International career^{‡}
- 2015–2016: England U19 / 3 / (0)

= Jenna Legg =

English association football player (born 1997)

Jenna Olivia Legg (born 23 July 1997) is an English footballer who plays as a midfielder for Oxford United in the FA Women's National League South.

==Club career==

Legg emerged from Chelsea's Centre of Excellence to join the first team for the 2016 FA WSL season. In July 2016 Chelsea sent Legg and teammate Laura Rafferty on loan to Oxford United. Legg and Rafferty both signed for Brighton & Hove Albion ahead of the FA WSL Spring Series.

In March 2019, Legg left Brighton by mutual consent and was praised by the team's coach Hope Powell: "Jenna leaves the club having played a huge part in our recent success, and her contribution will not be forgotten."

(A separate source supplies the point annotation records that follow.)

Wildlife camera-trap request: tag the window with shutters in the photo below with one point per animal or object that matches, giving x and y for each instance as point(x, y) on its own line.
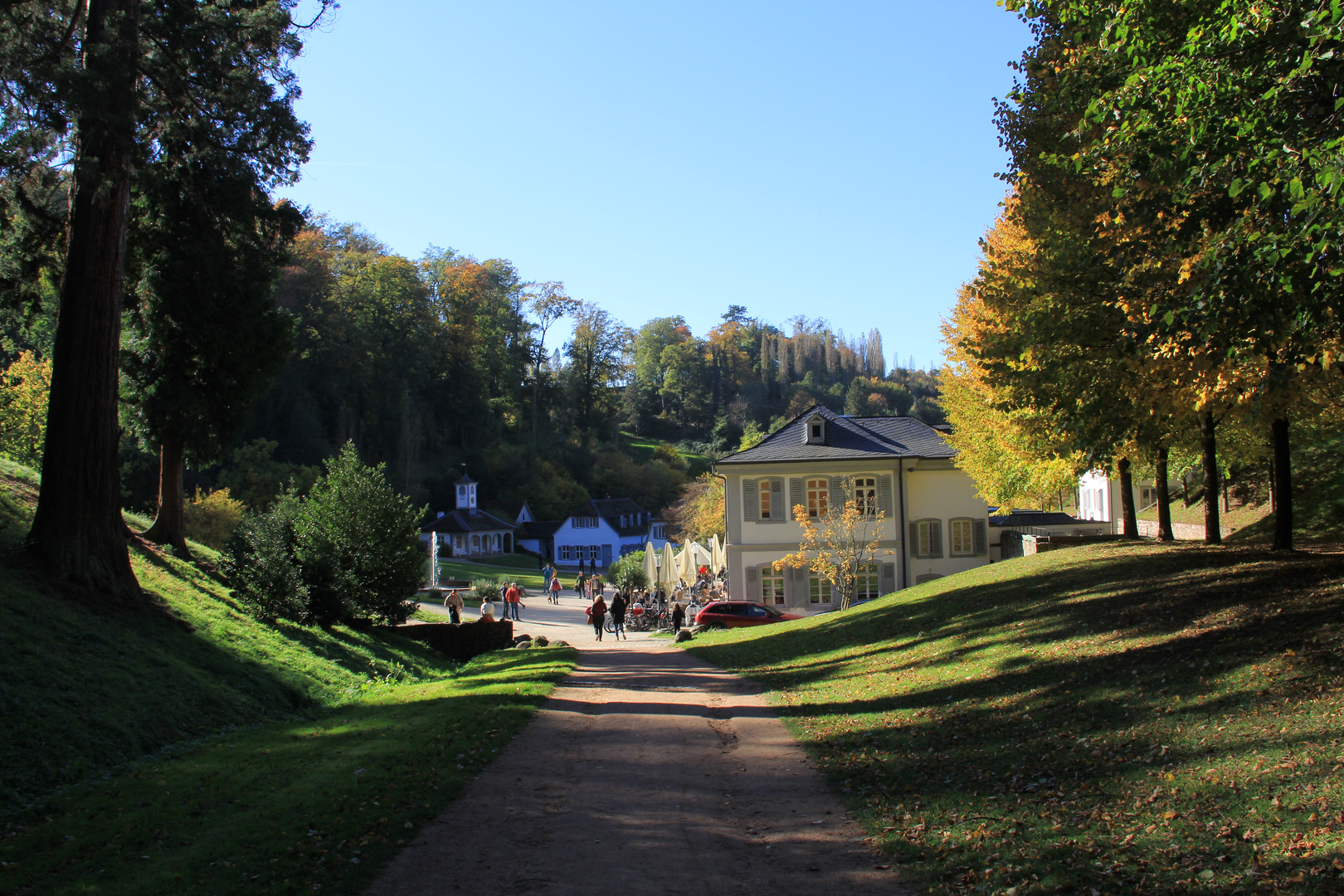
point(772, 586)
point(819, 492)
point(866, 494)
point(866, 586)
point(958, 533)
point(819, 590)
point(926, 538)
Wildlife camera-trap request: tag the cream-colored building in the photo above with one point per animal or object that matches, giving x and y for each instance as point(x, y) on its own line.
point(933, 523)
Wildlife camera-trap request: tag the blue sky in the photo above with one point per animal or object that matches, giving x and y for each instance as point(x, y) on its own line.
point(832, 160)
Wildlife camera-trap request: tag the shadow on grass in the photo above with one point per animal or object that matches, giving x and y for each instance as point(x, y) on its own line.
point(1103, 715)
point(288, 806)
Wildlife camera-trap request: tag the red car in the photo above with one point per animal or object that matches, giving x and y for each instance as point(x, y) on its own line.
point(730, 614)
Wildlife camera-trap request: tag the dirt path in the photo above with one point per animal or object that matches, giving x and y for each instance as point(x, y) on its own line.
point(645, 772)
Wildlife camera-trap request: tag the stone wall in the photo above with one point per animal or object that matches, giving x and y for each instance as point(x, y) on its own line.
point(459, 641)
point(1019, 544)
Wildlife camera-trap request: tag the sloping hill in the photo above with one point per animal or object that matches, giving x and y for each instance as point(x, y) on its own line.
point(1122, 718)
point(190, 750)
point(88, 687)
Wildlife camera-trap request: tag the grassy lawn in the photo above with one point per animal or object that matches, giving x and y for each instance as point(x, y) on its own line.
point(509, 561)
point(290, 807)
point(1112, 719)
point(472, 571)
point(187, 748)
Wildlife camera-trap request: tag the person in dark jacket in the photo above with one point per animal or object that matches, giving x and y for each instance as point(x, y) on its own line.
point(619, 605)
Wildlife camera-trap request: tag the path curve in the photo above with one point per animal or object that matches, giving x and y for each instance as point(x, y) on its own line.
point(647, 772)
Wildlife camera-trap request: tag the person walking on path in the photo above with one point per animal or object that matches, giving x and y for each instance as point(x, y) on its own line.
point(597, 614)
point(619, 605)
point(511, 602)
point(455, 605)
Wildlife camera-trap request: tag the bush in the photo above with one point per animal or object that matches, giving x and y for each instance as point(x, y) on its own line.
point(212, 518)
point(23, 409)
point(628, 572)
point(261, 567)
point(350, 550)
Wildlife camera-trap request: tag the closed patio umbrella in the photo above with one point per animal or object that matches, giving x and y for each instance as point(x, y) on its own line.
point(667, 570)
point(650, 563)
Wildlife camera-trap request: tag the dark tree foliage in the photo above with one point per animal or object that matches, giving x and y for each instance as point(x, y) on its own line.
point(116, 86)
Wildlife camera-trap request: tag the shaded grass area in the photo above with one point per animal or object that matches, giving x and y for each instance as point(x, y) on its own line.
point(1319, 489)
point(1110, 719)
point(511, 562)
point(472, 571)
point(288, 807)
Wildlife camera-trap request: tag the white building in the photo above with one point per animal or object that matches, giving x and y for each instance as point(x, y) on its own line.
point(602, 531)
point(1098, 499)
point(934, 524)
point(466, 531)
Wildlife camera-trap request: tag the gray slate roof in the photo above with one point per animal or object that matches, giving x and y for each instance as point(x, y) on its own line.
point(466, 522)
point(611, 509)
point(849, 438)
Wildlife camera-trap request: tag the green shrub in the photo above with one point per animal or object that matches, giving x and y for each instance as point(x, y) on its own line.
point(261, 567)
point(353, 542)
point(628, 572)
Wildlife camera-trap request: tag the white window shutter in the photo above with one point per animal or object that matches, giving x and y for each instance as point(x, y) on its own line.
point(750, 501)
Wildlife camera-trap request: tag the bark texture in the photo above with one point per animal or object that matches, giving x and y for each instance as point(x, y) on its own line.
point(77, 531)
point(169, 527)
point(1127, 499)
point(1209, 457)
point(1164, 511)
point(1283, 486)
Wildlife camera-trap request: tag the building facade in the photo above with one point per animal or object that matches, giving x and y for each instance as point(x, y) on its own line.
point(604, 531)
point(932, 520)
point(466, 531)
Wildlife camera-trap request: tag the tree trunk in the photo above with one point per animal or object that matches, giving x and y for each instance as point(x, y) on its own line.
point(1209, 455)
point(169, 527)
point(1164, 511)
point(1127, 499)
point(1283, 486)
point(77, 531)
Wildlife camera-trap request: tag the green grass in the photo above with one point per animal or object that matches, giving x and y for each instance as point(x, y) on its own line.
point(286, 807)
point(1112, 719)
point(509, 561)
point(472, 571)
point(1239, 516)
point(212, 744)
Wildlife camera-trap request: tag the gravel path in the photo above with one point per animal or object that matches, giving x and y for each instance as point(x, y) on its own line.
point(647, 772)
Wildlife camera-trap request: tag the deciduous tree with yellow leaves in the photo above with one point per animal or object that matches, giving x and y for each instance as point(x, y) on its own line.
point(839, 546)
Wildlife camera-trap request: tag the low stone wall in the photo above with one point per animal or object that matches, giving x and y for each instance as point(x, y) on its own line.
point(459, 641)
point(1019, 544)
point(1183, 531)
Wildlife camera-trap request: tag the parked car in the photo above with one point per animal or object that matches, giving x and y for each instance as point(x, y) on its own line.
point(730, 614)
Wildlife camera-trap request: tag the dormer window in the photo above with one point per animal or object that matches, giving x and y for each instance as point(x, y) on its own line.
point(816, 430)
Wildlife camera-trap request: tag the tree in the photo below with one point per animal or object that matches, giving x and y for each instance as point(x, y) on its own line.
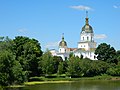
point(106, 53)
point(74, 69)
point(28, 53)
point(46, 63)
point(60, 68)
point(56, 61)
point(10, 70)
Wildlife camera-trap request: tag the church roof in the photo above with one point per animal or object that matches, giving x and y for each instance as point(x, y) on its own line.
point(87, 28)
point(63, 43)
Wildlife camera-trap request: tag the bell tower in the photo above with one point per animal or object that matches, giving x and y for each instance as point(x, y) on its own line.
point(87, 36)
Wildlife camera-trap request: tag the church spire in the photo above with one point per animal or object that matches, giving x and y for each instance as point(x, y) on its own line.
point(87, 18)
point(62, 36)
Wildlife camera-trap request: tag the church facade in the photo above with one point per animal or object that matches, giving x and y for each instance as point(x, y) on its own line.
point(86, 46)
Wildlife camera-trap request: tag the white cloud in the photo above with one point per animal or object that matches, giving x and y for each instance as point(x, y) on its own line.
point(100, 36)
point(115, 6)
point(51, 44)
point(81, 7)
point(22, 30)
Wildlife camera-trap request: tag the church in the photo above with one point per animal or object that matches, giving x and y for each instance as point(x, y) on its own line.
point(86, 45)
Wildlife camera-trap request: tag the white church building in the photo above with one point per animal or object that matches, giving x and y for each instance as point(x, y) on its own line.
point(86, 46)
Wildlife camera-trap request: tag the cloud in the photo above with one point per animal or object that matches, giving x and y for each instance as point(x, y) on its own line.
point(81, 7)
point(100, 36)
point(51, 44)
point(22, 30)
point(115, 6)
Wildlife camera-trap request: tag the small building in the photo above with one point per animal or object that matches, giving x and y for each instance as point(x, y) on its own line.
point(86, 46)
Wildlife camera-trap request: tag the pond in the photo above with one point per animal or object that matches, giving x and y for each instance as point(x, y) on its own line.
point(81, 85)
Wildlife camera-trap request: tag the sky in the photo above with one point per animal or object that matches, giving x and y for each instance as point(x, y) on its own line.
point(46, 20)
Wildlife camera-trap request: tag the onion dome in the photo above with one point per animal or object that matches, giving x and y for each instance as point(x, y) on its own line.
point(87, 28)
point(63, 43)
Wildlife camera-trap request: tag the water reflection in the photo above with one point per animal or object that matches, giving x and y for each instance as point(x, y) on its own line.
point(81, 85)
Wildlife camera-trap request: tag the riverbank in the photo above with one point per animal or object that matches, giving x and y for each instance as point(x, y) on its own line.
point(43, 80)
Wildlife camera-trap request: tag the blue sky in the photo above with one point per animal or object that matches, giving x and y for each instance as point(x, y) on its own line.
point(46, 20)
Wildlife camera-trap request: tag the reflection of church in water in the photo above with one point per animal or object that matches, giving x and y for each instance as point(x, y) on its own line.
point(86, 46)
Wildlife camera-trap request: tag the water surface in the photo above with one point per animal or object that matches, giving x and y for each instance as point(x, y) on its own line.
point(81, 85)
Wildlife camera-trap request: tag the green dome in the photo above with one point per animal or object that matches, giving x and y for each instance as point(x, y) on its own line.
point(62, 43)
point(87, 28)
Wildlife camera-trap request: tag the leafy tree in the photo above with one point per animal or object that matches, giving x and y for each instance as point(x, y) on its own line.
point(10, 70)
point(74, 69)
point(46, 63)
point(114, 71)
point(60, 68)
point(56, 61)
point(106, 53)
point(28, 53)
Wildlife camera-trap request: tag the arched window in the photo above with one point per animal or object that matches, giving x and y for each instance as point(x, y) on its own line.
point(83, 38)
point(87, 38)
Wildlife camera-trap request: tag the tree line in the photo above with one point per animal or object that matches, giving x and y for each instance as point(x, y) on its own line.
point(22, 58)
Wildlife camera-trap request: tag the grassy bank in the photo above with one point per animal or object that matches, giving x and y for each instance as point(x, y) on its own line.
point(43, 80)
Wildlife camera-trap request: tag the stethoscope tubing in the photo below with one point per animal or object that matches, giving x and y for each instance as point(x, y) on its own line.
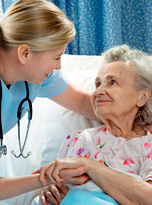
point(3, 148)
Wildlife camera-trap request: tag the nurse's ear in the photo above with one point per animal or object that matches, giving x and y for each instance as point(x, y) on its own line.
point(143, 96)
point(23, 53)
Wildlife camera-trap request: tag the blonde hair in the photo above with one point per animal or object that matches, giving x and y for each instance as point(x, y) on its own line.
point(38, 23)
point(142, 68)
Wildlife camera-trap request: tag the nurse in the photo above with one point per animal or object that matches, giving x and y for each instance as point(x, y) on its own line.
point(33, 37)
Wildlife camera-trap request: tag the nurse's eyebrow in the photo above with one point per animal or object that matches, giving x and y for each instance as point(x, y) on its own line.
point(58, 55)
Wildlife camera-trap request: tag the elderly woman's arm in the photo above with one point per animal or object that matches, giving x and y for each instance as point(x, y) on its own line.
point(123, 188)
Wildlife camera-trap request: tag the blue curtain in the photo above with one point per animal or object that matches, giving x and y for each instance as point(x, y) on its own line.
point(102, 24)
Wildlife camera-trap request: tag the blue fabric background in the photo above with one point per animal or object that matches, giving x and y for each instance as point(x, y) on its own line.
point(102, 24)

On 22 August 2019, Legg signed with FA Women's Championship team Charlton Athletic, before moving to Watford in 2021. She signed for Oxford United in February 2023.

==International career==

Legg played for the England women's national under-19 football team at the 2015 UEFA Women's Under-19 Championship in Israel.